Assembly declines to change policy on invocations

Assembly declines
to change policy

on invocations

The Kenai Peninsula Borough Assembly voted not to change its invocation policy during its Tuesday night meeting.

The policy, which the assembly passed in October, is the subject of a recently-filed lawsuit against the borough. The American Civil Liberties Union of Alaska claims in the lawsuit that the rules are discriminatory because they require anyone who is giving the invocation to be a member of a religious group with an established presence on the Kenai Peninsula or a chaplain serving fire departments, law enforcement agencies, hospitals or other similar organizations.

This blocks people who are members of organizations not established on the Kenai Peninsula or who are not members of organizations from delivering the invocation, which is a violation of their civil rights, the ACLU claims.

After meeting for nearly an hour in executive session to discuss the lawsuit during Tuesday afternoon, the assembly took up a proposed amendment from Assembly President Kelly Cooper to change the regulations.
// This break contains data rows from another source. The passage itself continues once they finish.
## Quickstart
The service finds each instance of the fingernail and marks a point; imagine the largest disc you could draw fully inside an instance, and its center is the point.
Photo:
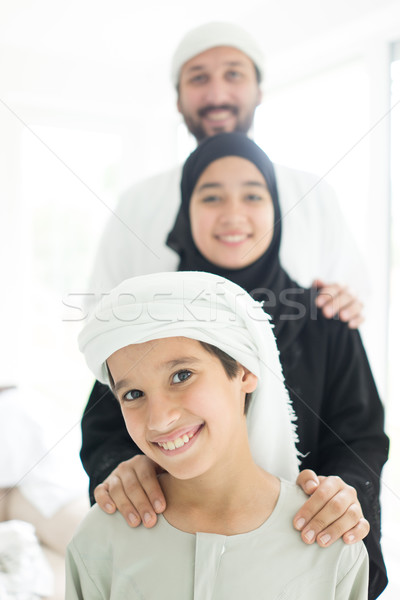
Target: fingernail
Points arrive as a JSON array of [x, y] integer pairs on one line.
[[310, 535], [325, 538], [147, 517], [300, 523], [310, 485], [133, 519]]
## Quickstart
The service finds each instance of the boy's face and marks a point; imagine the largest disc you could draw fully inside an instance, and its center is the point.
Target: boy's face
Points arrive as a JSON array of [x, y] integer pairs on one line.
[[179, 406], [231, 213], [218, 91]]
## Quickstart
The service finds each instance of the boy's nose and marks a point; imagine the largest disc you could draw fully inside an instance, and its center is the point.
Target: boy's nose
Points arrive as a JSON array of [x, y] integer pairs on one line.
[[162, 413]]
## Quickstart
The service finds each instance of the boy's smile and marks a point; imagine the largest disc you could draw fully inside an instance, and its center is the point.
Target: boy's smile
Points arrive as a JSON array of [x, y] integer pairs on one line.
[[179, 405]]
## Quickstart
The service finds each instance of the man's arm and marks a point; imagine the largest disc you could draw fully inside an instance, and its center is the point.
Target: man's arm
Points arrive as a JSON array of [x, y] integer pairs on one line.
[[105, 440], [120, 476], [352, 443]]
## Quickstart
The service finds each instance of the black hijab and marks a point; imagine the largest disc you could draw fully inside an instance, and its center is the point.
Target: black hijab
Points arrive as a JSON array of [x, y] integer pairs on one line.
[[264, 279]]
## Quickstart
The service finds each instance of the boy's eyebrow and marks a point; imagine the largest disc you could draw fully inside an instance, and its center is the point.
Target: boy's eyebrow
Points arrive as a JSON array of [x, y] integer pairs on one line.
[[227, 63], [170, 364], [258, 183]]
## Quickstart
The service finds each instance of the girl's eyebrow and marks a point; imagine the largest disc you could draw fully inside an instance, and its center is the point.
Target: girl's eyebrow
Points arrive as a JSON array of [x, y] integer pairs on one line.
[[220, 185], [208, 185]]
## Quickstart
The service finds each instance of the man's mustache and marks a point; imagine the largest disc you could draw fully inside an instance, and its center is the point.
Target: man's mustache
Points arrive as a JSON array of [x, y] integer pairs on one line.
[[211, 107]]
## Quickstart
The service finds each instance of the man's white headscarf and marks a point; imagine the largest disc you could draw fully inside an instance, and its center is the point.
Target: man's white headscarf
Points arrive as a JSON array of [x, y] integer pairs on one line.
[[211, 35], [210, 309]]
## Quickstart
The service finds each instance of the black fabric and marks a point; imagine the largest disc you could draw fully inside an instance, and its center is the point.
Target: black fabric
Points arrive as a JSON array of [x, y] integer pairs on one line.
[[340, 416]]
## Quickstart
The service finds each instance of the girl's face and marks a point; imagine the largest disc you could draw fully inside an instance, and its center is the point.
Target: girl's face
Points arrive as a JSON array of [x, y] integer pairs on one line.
[[231, 213], [179, 406]]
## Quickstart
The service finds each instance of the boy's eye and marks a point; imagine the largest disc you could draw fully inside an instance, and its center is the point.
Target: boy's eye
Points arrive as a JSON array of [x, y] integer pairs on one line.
[[253, 197], [133, 395], [210, 199], [181, 376], [233, 74]]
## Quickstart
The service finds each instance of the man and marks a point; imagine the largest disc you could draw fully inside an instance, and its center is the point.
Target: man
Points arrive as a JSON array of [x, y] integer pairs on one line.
[[217, 69]]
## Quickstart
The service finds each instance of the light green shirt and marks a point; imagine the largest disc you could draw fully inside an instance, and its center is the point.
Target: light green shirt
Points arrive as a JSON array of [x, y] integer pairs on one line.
[[108, 559]]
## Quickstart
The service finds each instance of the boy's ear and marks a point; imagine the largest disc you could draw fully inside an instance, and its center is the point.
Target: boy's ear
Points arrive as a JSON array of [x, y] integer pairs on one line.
[[249, 381]]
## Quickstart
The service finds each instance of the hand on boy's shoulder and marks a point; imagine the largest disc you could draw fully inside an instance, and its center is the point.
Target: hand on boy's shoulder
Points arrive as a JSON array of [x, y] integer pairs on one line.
[[334, 299], [133, 489], [332, 511]]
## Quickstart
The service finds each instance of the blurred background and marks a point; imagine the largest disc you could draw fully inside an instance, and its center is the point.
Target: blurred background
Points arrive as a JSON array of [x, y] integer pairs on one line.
[[87, 108]]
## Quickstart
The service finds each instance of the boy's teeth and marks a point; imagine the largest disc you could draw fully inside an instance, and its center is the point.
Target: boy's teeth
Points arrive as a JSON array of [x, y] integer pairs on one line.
[[178, 443]]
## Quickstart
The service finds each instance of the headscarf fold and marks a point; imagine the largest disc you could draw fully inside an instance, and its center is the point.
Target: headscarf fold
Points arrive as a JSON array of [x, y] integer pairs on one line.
[[210, 309]]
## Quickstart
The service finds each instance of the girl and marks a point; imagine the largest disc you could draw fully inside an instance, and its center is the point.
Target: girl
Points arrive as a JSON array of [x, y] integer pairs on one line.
[[187, 354]]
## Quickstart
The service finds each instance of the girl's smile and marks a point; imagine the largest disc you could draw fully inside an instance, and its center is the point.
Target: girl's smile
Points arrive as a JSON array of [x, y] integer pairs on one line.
[[231, 213]]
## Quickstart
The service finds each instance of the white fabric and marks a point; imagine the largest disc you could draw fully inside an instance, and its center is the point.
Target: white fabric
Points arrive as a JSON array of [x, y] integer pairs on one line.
[[29, 461], [108, 559], [211, 309], [211, 35], [24, 571], [315, 239]]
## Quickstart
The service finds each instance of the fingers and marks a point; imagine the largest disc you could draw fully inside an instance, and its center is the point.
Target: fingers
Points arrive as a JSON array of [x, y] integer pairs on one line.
[[331, 512], [334, 300], [134, 490], [357, 533]]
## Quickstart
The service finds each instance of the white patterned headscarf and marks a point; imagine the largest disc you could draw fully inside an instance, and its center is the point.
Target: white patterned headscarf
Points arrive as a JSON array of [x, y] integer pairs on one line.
[[211, 35], [210, 309]]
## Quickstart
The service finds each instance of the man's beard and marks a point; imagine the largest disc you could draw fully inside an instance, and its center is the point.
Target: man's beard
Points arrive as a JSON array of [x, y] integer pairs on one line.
[[195, 126]]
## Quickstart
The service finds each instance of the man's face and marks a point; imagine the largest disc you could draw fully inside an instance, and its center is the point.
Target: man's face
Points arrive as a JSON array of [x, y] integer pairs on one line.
[[218, 92]]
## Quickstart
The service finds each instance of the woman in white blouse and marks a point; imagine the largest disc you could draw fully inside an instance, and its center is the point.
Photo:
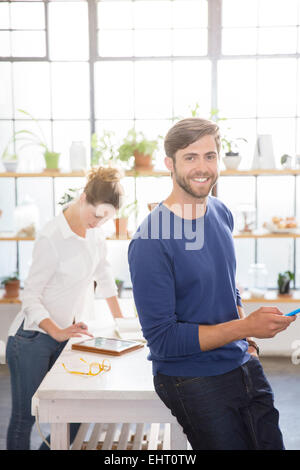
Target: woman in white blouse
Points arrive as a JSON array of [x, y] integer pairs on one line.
[[68, 256]]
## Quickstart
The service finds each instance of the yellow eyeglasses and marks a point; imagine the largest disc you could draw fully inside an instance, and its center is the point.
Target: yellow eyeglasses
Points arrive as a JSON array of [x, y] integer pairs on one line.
[[95, 368]]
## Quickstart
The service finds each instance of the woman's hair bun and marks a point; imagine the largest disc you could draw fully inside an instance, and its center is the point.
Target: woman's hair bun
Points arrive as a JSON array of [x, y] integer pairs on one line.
[[103, 185], [107, 175]]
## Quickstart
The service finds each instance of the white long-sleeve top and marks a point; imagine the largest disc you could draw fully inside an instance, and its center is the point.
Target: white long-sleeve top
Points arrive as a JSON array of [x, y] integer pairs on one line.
[[60, 283]]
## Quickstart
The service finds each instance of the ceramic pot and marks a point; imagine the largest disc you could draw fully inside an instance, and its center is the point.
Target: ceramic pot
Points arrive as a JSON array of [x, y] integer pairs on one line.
[[10, 166], [12, 289], [232, 162], [142, 162]]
The amendment would have included a clause to allow individuals or members of groups that meet to share an “interest or belief that is very important to the attendees and reasonably appears to meet the Internal Revenue Service’s tax exemption criteria” to give an invocation as well. It also would have stipulated that someone who is part of an organization established outside the Kenai Peninsula Borough but who attends regularly could also give the invocation.

Cooper, who has tried several times to make similar changes to the policy, said at the meeting that the goal of the amendment was to make the process open to all residents of the borough.
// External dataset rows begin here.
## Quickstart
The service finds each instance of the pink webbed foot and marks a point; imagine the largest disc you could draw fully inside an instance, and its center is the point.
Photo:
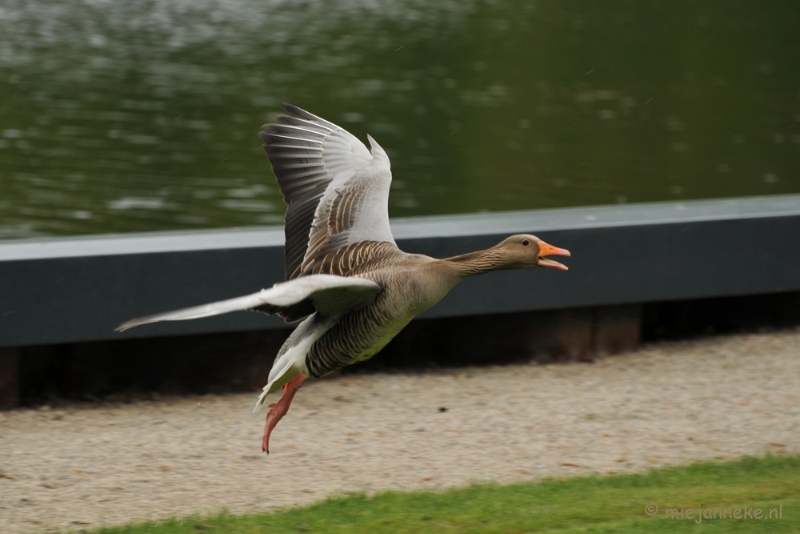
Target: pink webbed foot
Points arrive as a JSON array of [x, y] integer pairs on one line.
[[279, 409]]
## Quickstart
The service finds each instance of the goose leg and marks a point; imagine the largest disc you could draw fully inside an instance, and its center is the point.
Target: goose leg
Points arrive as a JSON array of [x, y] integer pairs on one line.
[[279, 409]]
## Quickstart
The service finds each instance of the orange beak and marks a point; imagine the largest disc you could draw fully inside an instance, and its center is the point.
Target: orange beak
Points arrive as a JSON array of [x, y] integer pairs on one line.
[[550, 250]]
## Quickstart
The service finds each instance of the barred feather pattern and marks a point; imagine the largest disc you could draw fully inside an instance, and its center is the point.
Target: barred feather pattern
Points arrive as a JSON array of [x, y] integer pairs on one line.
[[358, 336]]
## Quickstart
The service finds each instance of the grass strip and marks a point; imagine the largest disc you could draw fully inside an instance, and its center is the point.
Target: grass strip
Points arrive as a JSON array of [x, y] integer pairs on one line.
[[596, 504]]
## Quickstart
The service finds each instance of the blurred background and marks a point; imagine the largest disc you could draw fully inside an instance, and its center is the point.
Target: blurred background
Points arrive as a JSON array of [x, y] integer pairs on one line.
[[139, 116]]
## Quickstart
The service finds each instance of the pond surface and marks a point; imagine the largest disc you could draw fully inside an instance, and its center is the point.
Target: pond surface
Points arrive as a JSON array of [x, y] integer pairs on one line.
[[120, 116]]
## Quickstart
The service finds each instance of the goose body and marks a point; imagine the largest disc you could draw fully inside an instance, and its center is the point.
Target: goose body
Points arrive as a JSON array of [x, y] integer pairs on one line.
[[353, 288]]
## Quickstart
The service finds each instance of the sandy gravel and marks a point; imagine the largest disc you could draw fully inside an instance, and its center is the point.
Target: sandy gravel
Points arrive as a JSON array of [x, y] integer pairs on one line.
[[82, 466]]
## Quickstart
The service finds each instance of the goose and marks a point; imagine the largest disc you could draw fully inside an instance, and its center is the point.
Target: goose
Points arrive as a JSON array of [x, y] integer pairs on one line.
[[346, 279]]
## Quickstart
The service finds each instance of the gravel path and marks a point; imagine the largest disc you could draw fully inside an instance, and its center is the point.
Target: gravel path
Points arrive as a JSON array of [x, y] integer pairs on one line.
[[82, 466]]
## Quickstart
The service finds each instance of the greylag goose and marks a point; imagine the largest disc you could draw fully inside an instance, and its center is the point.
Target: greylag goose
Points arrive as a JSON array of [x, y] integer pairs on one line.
[[345, 275]]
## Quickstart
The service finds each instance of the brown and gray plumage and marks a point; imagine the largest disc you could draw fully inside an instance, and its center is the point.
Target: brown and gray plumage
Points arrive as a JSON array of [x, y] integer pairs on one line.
[[345, 275]]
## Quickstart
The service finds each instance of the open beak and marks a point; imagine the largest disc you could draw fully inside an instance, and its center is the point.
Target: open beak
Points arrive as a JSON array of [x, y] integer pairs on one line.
[[550, 250]]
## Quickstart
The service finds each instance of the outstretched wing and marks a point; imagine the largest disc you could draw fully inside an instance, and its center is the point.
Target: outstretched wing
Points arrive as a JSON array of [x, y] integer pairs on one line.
[[336, 190], [327, 294]]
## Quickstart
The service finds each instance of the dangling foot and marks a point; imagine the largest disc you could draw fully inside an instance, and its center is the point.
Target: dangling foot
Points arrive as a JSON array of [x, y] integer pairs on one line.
[[279, 409]]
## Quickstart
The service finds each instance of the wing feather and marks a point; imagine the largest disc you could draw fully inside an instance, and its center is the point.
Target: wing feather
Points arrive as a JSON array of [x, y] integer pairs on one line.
[[337, 191], [327, 294]]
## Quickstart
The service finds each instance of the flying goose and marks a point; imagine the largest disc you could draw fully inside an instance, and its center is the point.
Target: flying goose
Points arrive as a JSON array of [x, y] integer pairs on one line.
[[345, 277]]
“The invocation is an invocation, it’s not a prayer,” she said. “It can be a prayer, but if that invocation is important, this is our compromise, where we allow every member of our borough to give an invocation. So I would ask that you think of all the time that we’ve spent (on this) and it’s not about whether this is defensible or not. This is about representing our citizens and I would ask that you compromise and support me on this resolution.”

Assembly member Blaine Gilman, one of the original sponsors on the invocation rules passed in October, spoke against the amendment, saying it was important to protect the freedom of religion and the religious nature of the invocation.

“I’m afraid that what we do here, if we open this up to any individuals, you’re basically secularizing the prayer before the meeting, and any individual can come forward who has any sort of belief, whether it’s based on spiritual content or not,” he said. “An extreme example would be a neo-Nazi coming forward and expressing their views about white supremacy. That would be allowed under how you’re amending this.”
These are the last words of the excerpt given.